We just had this one day in the year, whence everything will improve. Eat more healthily, get up earlier, study harder, work more productively and of course plenty of exercise.
All of these endeavors require the right kind of music to put you in the right mood!
Because of states’ rights, the Federal Department of Education is barred from producing student-motivating songs in the United States. And the National Conference of State Education Secretaries hasn’t been able to agree on one song either, mostly because Texas has been insisting on something with lots of “yeehaw”s, which understandably does meet some opposition from the musically adept states. The situation in other countries is similarly dire.

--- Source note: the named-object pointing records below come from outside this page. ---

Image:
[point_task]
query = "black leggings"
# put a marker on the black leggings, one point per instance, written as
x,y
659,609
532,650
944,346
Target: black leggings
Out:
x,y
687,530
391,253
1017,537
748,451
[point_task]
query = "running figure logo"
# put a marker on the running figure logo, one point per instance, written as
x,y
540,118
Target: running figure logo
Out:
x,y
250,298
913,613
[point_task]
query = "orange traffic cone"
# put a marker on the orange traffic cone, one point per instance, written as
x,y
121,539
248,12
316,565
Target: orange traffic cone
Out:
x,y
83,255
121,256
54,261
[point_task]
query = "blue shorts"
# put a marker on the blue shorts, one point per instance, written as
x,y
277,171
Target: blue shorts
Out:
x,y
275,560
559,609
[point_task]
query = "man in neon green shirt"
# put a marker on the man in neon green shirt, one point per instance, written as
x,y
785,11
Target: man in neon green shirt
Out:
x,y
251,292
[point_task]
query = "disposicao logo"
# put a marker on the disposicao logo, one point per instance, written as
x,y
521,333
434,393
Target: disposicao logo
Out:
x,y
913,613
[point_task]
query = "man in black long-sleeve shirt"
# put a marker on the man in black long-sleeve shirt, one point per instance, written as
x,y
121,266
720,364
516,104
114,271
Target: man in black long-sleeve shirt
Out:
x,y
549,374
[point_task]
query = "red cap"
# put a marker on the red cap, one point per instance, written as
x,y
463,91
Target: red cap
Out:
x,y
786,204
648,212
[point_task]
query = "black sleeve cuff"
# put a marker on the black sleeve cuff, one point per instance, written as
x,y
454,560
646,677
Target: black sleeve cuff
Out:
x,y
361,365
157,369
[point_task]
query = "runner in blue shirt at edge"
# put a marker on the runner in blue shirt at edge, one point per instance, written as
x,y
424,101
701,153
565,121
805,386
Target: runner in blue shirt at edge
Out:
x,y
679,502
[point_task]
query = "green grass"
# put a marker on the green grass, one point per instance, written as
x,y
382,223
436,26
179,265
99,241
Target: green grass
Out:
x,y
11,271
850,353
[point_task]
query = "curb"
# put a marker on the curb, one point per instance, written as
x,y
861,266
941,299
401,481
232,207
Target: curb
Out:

And thus, students around the world must avail themselves of North Korean propaganda for their morning motivation. (Activate the subtitles if you don’t understand Korean!)
At work, too, everything flows better, faster and more productively when several times a day, the loudspeakers spontaneously call you away from the desk for a few minutes of relaxing exercise. This is the Labor-Motivating Ballet of the Patriotic Textile Factory in Wonsan.
The workers know exactly how to move to the swinging rhythm, because from early childhood on, they have been following the morning exercise routine on North Korean television, which keeps the whole country fit and agile. (Or have you ever seen a fat North Korean? Okay, that one guy. But he does have a lot on his plate and has no time to watch TV.)
Now we know where Jane Fonda stole the idea for her workout videos.
Or do you generally find it difficult to motivate yourself in the morning and start the day with enthusiasm? That’s no problem, either. Simply call the Central Coordination Office for the Provision of Motivational Music for Commuters, tell them the time and route, and the drive to the office or factory will turn into a celebration of joy.
But careful, some people let it go to their heads.